I have gone to the school and demanded that some help and support be put in place to ensure that it cannot continue.

So the option of excluding disruptive children, is not going to help or resolve the situation, its a vicious circle.

What is going to help is putting some help and support in place to ensure that not only will my ds not be bullied or disrupted in future, neither will any other child sn or not.

Can you see that?

IncontinentiaBotox · 29/01/2010 11:22

jacquilinehyde attitudes such as hers ARE the "issue" for our children

when sombody like this is slamming our children and their employment prospects/life chances into the ground - with a good dollop of spite - I think pointing out that they can at least construct a sentence is not unreasonable

it's not banter, you see, nor is it merely a stimulating debate, when it's your CHILD whose life is going to be blighted by the ignorance of people like this.

Peachy · 29/01/2010 11:24

Anyway back tomy OP.

It ahs since become evident that secretive changes toprovision in schoolare negatively affecting ds1 and we ahve had to apply for further help. So I think lady in OP was tipping me off,sadly this had erupted within 24 hours of the tip off.Am putting things in palce but willbe long and a fight.

OP posts:
princessparty · 29/01/2010 11:35

thankyou everybody who has given me advice and I have taken it all on board.
But I am talking about the wider issue - the general principle of whether ANY child should be allowed to continually disrupt the education of others (and I haven't changed my argument in that one iota )

It is easy to make typos and disjointed sentences when typing quickly and cutting and pasting, i make no apology for that ,I don't bother previewing.Says an awful lot about the people who make these comments though .

Also , genuine question several people have posted about their autistic children having great emotional literacy and being thoughtful and sensitive towards others.I thought this is exactly what the autistic disability is that you can't put yourself in other peoples shoes.This is why I posted that i didn't think a person with autism would be suited to being a doctor.I am prepared to stand corrected if that is the case

Peachy · 29/01/2010 11:37

Empathy is affected under classification of ASD:that does not equate toabsent necessarily. Also you can actually learn functional empathy- eg if Xmakes me feel Y,then I can know that A makes that person feel Y aswell. it can become fulent and in time asfluid and natural,and at elast as effective, as inbuilt empthy.

Not for all,but some.

OP posts:
StarlightMcKenzie · 29/01/2010 11:38

This reply has been deleted

Message withdrawn

StarlightMcKenzie · 29/01/2010 11:40

This reply has been deleted

Message withdrawn

StarlightMcKenzie · 29/01/2010 11:41

This reply has been deleted

Message withdrawn

jeee · 29/01/2010 11:43

While I'm not keen on do-it-yourself diagnosis I'd lay money on my GP being on the spectrum. He's rather odd, very lovely, and genuinely interested in his patients.

claw3 · 29/01/2010 11:43

PP, so what would happen if the 2 boys bullying your dd were removed from the school and are replaced by 2 other children who are disruptive or if 2 other children who were not disruptive and already in the school became disruptive.
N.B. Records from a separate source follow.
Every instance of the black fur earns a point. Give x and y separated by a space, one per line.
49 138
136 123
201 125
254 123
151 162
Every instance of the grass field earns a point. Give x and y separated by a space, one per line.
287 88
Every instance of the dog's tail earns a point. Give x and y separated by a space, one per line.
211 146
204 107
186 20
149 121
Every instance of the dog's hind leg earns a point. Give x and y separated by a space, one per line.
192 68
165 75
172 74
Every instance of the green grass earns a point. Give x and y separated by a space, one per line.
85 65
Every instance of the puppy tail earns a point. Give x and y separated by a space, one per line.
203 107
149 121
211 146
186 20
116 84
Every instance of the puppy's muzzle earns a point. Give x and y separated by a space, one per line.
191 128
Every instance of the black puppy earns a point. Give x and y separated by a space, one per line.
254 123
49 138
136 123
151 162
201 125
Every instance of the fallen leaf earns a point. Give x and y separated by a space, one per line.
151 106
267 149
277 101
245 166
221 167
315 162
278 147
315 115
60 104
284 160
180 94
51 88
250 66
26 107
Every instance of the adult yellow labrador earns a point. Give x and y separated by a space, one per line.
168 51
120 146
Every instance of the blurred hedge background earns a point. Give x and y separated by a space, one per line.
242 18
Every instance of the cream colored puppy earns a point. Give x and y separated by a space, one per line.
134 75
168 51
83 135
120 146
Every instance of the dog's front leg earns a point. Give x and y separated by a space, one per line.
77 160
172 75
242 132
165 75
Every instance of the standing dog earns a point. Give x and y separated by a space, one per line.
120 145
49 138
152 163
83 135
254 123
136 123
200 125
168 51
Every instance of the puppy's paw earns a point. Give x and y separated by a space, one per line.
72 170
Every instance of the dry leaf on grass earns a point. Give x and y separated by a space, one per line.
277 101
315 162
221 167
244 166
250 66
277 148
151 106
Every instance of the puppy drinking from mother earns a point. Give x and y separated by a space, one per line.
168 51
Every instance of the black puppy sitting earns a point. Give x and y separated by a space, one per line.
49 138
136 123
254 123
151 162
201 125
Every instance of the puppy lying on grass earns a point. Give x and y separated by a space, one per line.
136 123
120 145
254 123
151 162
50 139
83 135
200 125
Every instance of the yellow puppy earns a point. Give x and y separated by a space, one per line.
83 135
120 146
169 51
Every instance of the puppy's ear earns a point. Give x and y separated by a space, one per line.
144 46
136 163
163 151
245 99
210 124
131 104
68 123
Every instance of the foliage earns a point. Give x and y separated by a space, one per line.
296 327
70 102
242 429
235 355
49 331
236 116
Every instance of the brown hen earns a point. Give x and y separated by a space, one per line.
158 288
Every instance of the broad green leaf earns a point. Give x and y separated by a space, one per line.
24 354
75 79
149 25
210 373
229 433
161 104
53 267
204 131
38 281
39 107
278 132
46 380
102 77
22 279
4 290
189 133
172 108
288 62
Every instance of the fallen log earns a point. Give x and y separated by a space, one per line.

What have you gained from removing 2 boys?

5inthebed · 29/01/2010 12:05

Also , genuine question several people have posted about their autistic children having great emotional literacy and being thoughtful and sensitive towards others.I thought this is exactly what the autistic disability is that you can't put yourself in other peoples shoes.This is why I posted that i didn't think a person with autism would be suited to being a doctor. I am prepared to stand corrected if that is the case

You won't be the first to think that PP. I also thought that before my DS2 was diagnosed with autism. I suppose you would only know different if you had a child or relative with asd. My son can be affectionate, but it is normally over enthusiastic and more often than not used in the wrong context. Some people with ASD can show emotions and sensitivity towards others, they just need to be taught how to as it doesn't come natural to them. Hope that briefly explains it to you.

claw3 · 29/01/2010 12:11

PP ASD children can be very affectionate, very loving, love social contact and interaction, be kind etc, but on their terms ie they like to initiate and be in control.